Omnicanalidad y riesgos: el equilibrio necesario
La transformación bancaria no implica abandonar los canales tradicionales, sino integrarlos. El modelo omnicanal —sucursales, apps, atención telefónica y canales digitales— sigue siendo clave para garantizar adopción y confianza, especialmente en segmentos menos digitalizados.
Al mismo tiempo, el avance tecnológico eleva la exposición a riesgos. La ciberseguridad, la prevención de fraude y el cumplimiento regulatorio no son áreas accesorias, sino elementos centrales de cualquier estrategia de innovación. La modernización tecnológica sin un enfoque robusto de gestión de riesgos puede convertirse en un pasivo sistémico.

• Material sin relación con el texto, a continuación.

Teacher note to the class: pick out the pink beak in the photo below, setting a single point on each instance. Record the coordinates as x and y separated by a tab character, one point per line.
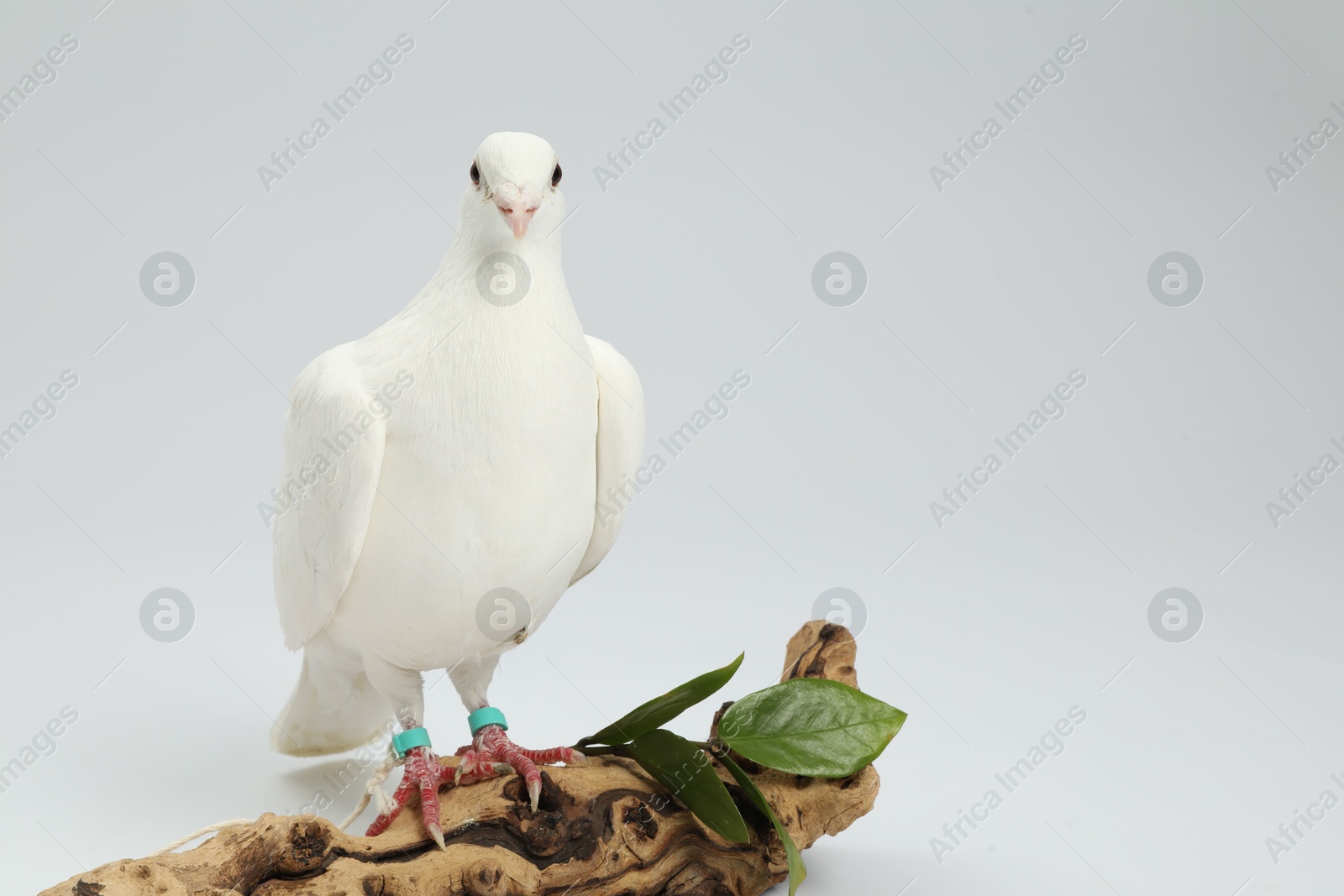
517	214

Cinco ejes que definirán a los bancos ganadores
De cara a 2026, las instituciones financieras que logren avanzar con mayor solidez compartirán cinco elementos estratégicos: una estrategia clara de innovación, el uso inteligente de datos e IA, la modernización tecnológica basada en nube y APIs, una gestión integral de riesgos y un rediseño profundo de la experiencia del cliente que facilite la adopción digital.
La transformación de la banca en México no está en discusión; lo que sigue abierto es quién logrará ejecutarla con la profundidad y la velocidad necesarias para capturar su verdadero valor.